O amadurecimento da discussão sobre a reforma tributária trouxe à luz situações que estiveram, durante muito tempo, escamoteadas sob narrativas dominantes acerca de determinados setores da economia. A excelência da agricultura brasileira é um desses casos, que se contrapõe à narrativa corrente de uma suposta ineficiência da indústria, que precisaria de proteção contra a concorrência estrangeira para sobreviver.
Um olhar mais atento à estrutura de tributação dos dois setores, entretanto, revela que as diferenças de desempenho nas últimas décadas têm origem em outros fatores. Enquanto a indústria paga o equivalente a 45% de toda a riqueza que gera em impostos, o peso para o setor primário é de apenas 6%. Isso explica, em parte, por que investir em lavouras de soja ou milho é muito mais rentável do que fabricar produtos complexos – quanto mais longas as cadeias produtivas, maior costuma ser o peso dos impostos. No caso dos serviços, a tributação corresponde a 23% de suas receitas totais.

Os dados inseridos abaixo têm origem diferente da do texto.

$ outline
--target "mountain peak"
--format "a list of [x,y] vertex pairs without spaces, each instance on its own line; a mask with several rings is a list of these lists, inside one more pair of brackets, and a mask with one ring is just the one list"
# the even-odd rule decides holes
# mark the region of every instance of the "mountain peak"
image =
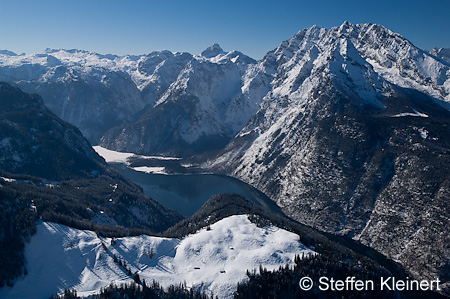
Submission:
[[14,53],[12,51],[8,51],[8,50],[0,50],[0,54],[8,55],[8,56],[17,56],[16,53]]
[[211,58],[211,57],[215,57],[219,54],[225,53],[223,51],[223,49],[219,46],[219,44],[214,44],[208,48],[206,48],[203,52],[202,52],[202,56],[206,57],[206,58]]
[[350,23],[349,21],[344,21],[341,26],[339,26],[339,33],[348,33],[354,30],[354,25]]
[[340,27],[347,28],[349,26],[352,26],[352,23],[350,23],[349,21],[345,20],[344,23],[342,23],[342,25]]

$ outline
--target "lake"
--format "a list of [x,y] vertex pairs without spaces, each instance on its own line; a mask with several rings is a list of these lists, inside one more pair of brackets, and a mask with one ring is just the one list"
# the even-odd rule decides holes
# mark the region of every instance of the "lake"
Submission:
[[120,174],[142,187],[144,193],[184,217],[192,216],[213,195],[236,193],[275,213],[279,207],[264,193],[232,177],[217,174],[164,175],[135,171],[111,164]]

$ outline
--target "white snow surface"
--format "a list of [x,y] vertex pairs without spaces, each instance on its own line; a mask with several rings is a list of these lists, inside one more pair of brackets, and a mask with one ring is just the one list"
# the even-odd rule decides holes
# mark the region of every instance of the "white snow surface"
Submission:
[[427,139],[429,132],[425,128],[417,129],[419,131],[420,137]]
[[428,117],[428,114],[421,113],[421,112],[418,112],[418,111],[414,110],[413,113],[411,113],[411,112],[404,112],[404,113],[396,114],[396,115],[394,115],[394,116],[392,116],[392,117],[405,117],[405,116],[414,116],[414,117],[423,117],[423,118],[427,118],[427,117]]
[[165,167],[139,166],[139,167],[133,167],[133,169],[136,171],[145,172],[145,173],[167,174]]
[[[139,157],[142,159],[156,159],[156,160],[180,160],[181,158],[177,157],[166,157],[166,156],[142,156],[134,153],[125,153],[125,152],[118,152],[113,151],[107,148],[104,148],[102,146],[96,145],[92,147],[97,154],[99,154],[107,163],[123,163],[123,164],[129,164],[128,158],[130,157]],[[139,168],[139,167],[136,167]],[[140,171],[140,170],[138,170]]]
[[133,153],[112,151],[101,146],[92,147],[107,163],[123,163],[128,165],[127,159],[134,156]]
[[[186,58],[187,56],[189,57]],[[157,61],[160,60],[160,63],[152,68],[151,72],[143,70],[142,68],[145,68],[147,60],[155,57]],[[212,63],[238,62],[239,59],[247,63],[253,62],[250,57],[238,51],[222,51],[220,55],[206,58],[202,55],[192,56],[188,53],[167,50],[155,51],[148,55],[118,56],[113,54],[103,55],[78,49],[47,49],[44,53],[39,54],[15,54],[10,51],[0,51],[0,68],[2,68],[2,73],[6,76],[18,77],[20,80],[39,79],[41,81],[47,81],[50,77],[49,75],[54,73],[55,69],[60,66],[78,68],[83,72],[91,72],[93,69],[124,72],[130,76],[140,90],[143,90],[149,84],[160,80],[164,81],[165,78],[161,78],[161,76],[164,77],[167,74],[159,73],[159,69],[169,57],[184,57],[187,61],[192,58],[199,61],[208,60]],[[173,68],[178,62],[171,61],[174,65],[171,65],[169,68]]]
[[229,298],[237,283],[246,279],[247,269],[259,265],[275,269],[293,265],[296,254],[316,254],[298,235],[274,226],[259,228],[247,215],[230,216],[212,224],[211,230],[201,229],[183,239],[141,235],[116,241],[111,245],[110,238],[99,238],[92,231],[41,222],[25,247],[28,275],[12,288],[1,288],[0,298],[48,298],[65,288],[87,296],[111,282],[130,282],[114,263],[114,254],[147,282],[156,280],[163,287],[186,282],[188,287]]
[[[164,157],[164,156],[141,156],[134,153],[124,153],[109,150],[107,148],[101,146],[93,146],[93,149],[99,154],[107,163],[121,163],[127,166],[130,166],[130,162],[128,162],[128,158],[130,157],[139,157],[142,159],[155,159],[155,160],[180,160],[180,158],[176,157]],[[167,174],[165,167],[149,167],[149,166],[139,166],[139,167],[130,167],[136,171],[145,172],[145,173],[153,173],[153,174]]]
[[12,182],[16,181],[16,179],[5,178],[5,177],[2,177],[2,176],[0,176],[0,179],[3,179],[5,182],[8,182],[8,183],[12,183]]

“O valor agregado na indústria é muito mais tributado do que o valor agregado nos serviços, por exemplo. O sistema tributário atual induz à agregação de valor em um setor que pode ser menos eficiente do que o outro”, afirma o economista Bernard Appy, autor de uma proposta de ampla reforma tributária no País, que se tornou o Projeto de Emenda Constitucional 45 (PEC 45/2019) que tramita na Câmara dos Deputados. Vale ressaltar que tal distorção colide com um princípio básico de que qualquer bom sistema tributário tem que ser neutro, ou seja, não deve influir sobre a decisão do empresário ou do cidadão.
A alta carga tributária imposta à indústria é uma das causas do processo de desindustrialização por que passa o País. O desastre não foi maior devido a inúmeras iniciativas de desonerações e incentivos que visaram compensar a alta carga. Por outro lado, esse processo colaborou para tornar ainda mais confuso o cenário e atentar contra a imagem da indústria, que passou a ser associada a benefícios.
Portanto, não é à toa que, mesmo diante das incertezas causadas pelo novo coronavírus, a reforma tributária continue sendo central na agenda para competitividade da indústria. O principal objetivo é a desoneração do setor produtivo, condição que está contemplada nos dois principais projetos em análise nas casas legislativas – além da PEC 45, o Senado examina a PEC 110/2019, e é possível que uma proposta unificada seja elaborada. O executivo também deverá apresentar suas propostas, que poderão se tornar um novo projeto ou ser incorporadas aos projetos em análise.
Desoneração | No cerne das propostas está a extinção de vários tributos que incidem sobre a produção (IPI, PIS/Pasep, Cofins, ICMS e ISS, no caso da PEC 45) e a criação de um imposto sobre valor agregado que é cobrado na outra ponta, a do consumo. “Nesse caso, com adoção de sistema de créditos financeiros que garantam a não-cumulatividade sobre valor adicionado, a indústria será menos onerada do que hoje em dia”, diz Evair Oenning, presidente da Câmara de Assuntos Tributários da FIESC.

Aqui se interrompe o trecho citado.